Te metiste a hurgar en los archivos de los sellos discográficos. Acaba de salir un CD de Mercedes Sosa con algunos temas prohibidos, otros pertenecientes a discos simples... ¿Qué más hay dando vueltas plausible de ser editado en formato de disco compacto?
–Mucho. Me da bronca que algunos discos no existan en compacto. Julio Nudler solía pasarme unos vinilos impresionantes, pero lamentablemente no está más. Jorge Andrés también es un referente: uno cree que sabe mucho, pero siempre hay alguien que sabe más. Soy de una generación que toma la música como algo colectivo. A fines de los ’60, principios de los ’70 era muy común que alguien dijera: “Mirá, hay un pianista que la rompe que se llama Keith Jarrett, tengo el disco, vení a escucharlo”. Todo lo que hago está regido por esa necesidad de compartir música. Ahora con el sello Universal arrancamos con Mercedes Sosa censurada y con Romance de Juan Lavalle de Eduardo Falú y Ernesto Sabato. De Mercedes hay otros dos discos pensados: una serie de simples hechos en colaboración (con César Isella, con Horacio Molina, dos con Horacio Guarany, algunos simples que quedaron afuera del que ya salió) y uno en vivo en Brasil de 1977 que aquí nunca se editó. Después hay cosas de Mercedes Sosa que son tierra de nadie: por ejemplo, un disco cubano editado por Casa de las Américas, de 1975. Después me interesa Piazzolla completo en Polydor y Philips: materiales del Octeto y del Quinteto. También está el disco grabado en vivo en París en 1977, con Tommy Gubitsch en guitarra. Y Horacio Salgán de los años ‘60: los dos discos con Edmundo Rivero y otro instrumental, con la orquesta.

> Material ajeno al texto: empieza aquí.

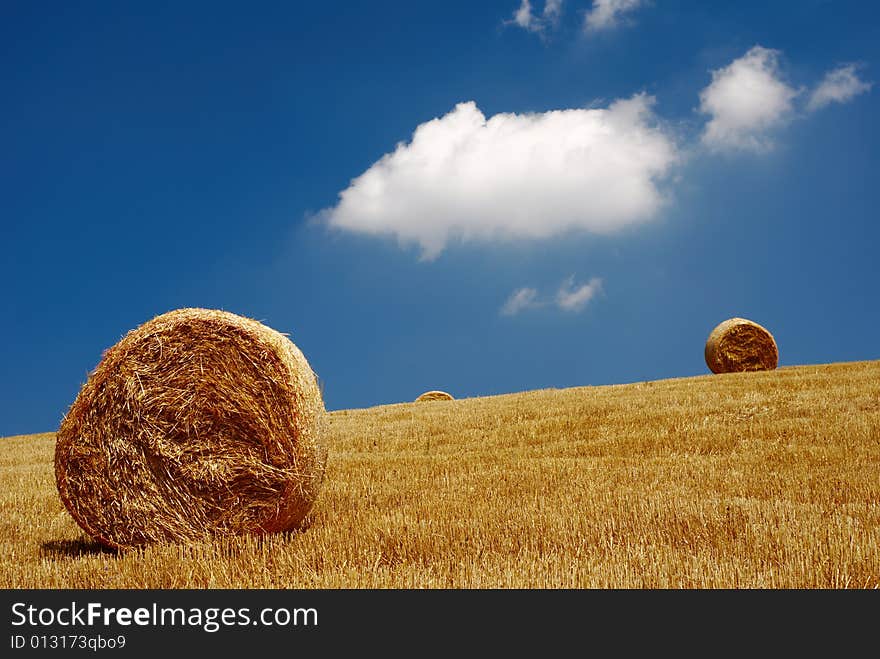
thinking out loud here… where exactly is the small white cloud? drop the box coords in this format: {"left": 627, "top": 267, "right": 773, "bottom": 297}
{"left": 501, "top": 287, "right": 542, "bottom": 316}
{"left": 584, "top": 0, "right": 645, "bottom": 32}
{"left": 512, "top": 0, "right": 536, "bottom": 29}
{"left": 556, "top": 276, "right": 603, "bottom": 312}
{"left": 501, "top": 276, "right": 603, "bottom": 316}
{"left": 698, "top": 46, "right": 799, "bottom": 152}
{"left": 509, "top": 0, "right": 564, "bottom": 34}
{"left": 545, "top": 0, "right": 564, "bottom": 19}
{"left": 807, "top": 64, "right": 872, "bottom": 111}
{"left": 321, "top": 94, "right": 679, "bottom": 260}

En el ciclo Música al mediodía del San Martín, Fischerman da rienda suelta, a través de grabaciones, a un heterogéneo arco musical que de algún modo lo define. Se hace en el hall del teatro, de martes a viernes de 13 a 14.30. “Es como si fuera un programa de radio. Paso cositas de dos o tres minutos... Suelo tener un eje como pretexto. Puede ser musical o no. El eje puede ser el Contrapunto, El mar, Solos o La risa.
¿Qué pasás?
–De tango hasta Schumman para piano, del Cuarteto Santa Ana a Pink Floyd. La otra vez pasé a Hank Jones tocando spirituals pegado a Hilda Herrera haciendo Yupanqui. Es bien variado. A veces el solo hecho de escuchar una música fuera de contexto produce un efecto diferente. Si escuchás al Cuchi Leguizamón en un programa de folklore escuchás una cosa, pero si lo hacés entre las “Petrushkas” de Stravinsky seguido de Thelonious Monk escuchás otra cosa bien diferente. Es como poner un cuadro sobre una pared amarilla y después ponerlo sobre una pared roja. Se ve diferente. Está bueno el ciclo. Provoca a la gente a buscar, a descubrir.
Es la idea de la música como algo colectivo.
–Exacto. Y la idea de reivindicar la curiosidad. Es la mejor forma de aprender. Yo soy curioso, reivindico la curiosidad y me gusta estimularla.